When I lived there I slept with the tv and lights on, and a pillow over my head no matter how hot I was, lol.

Really not alot of history with the house itself. My grandparents built it in the 1940's maybe. My grandmother and an uncle passed there but I don't see either of them trying to terrorize kids. I think the land itself was an old farm though.

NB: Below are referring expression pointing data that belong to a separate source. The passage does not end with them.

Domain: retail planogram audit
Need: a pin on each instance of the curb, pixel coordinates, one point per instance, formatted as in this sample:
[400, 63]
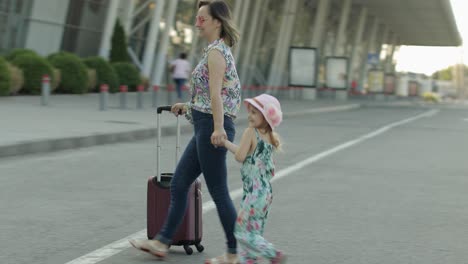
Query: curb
[53, 145]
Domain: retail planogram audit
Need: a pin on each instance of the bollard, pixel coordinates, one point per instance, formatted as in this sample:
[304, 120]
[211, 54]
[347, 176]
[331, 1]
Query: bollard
[155, 95]
[45, 90]
[103, 97]
[140, 90]
[123, 96]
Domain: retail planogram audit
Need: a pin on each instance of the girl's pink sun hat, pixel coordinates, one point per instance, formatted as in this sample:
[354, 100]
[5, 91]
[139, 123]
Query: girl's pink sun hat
[269, 106]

My aunts both passed away shortly after I had my experience and the house was sold. None of us kids wanted to buy it, lol.


----------



## TMartin510 (Aug 12, 2015)

Wow that's a crazy story. Thank you for sharing! Maybe it had something to do with the farm, as people say ghosts stay around attached to a specific item, or if it was murder and they can't move on until the attacker is caught, however it sounds like it could be somthing to do with the farm since the farm was probably there before 1940s since that's when the house was build, I'd be very interested on the history on the farm if it can be found. I don't blame you for not wanting to buy it that's very scary lol. 
I'm sorry for your losses 

When I was younger about 5 years old I was taking a nap, and I saw a young kid ghost in an armoire closet, it was an old antique my mom bought and I freaked out. Since then I thought of it as a dream. My brother was a baby infant at the time. So since then I forgot about it. However when he became 5 he took a nap in the same room and came to my mom with the same exact story I had when I was 5... he was way to young to know what happened, and when he came to my mom with the same description I had it was pretty crazy


----------



## Lexiii (Aug 13, 2015)

That's crazy! Sad if a little boy is attached to an armoire.


----------



## harris (Aug 13, 2015)

Tom said:


> This is not what I was expecting after reading the title...



Haaa!!!!


----------



## Careym13 (Aug 13, 2015)

Lexiii said:


> I saw a ghost in broad daylight around 25 years ago. I was sober. I saw a guy walk from my bedroom into another bedroom. The only other person in the house was my sister, in the kitchen.
> 
> My aunt's house was scary as heck. I lived there for a few years.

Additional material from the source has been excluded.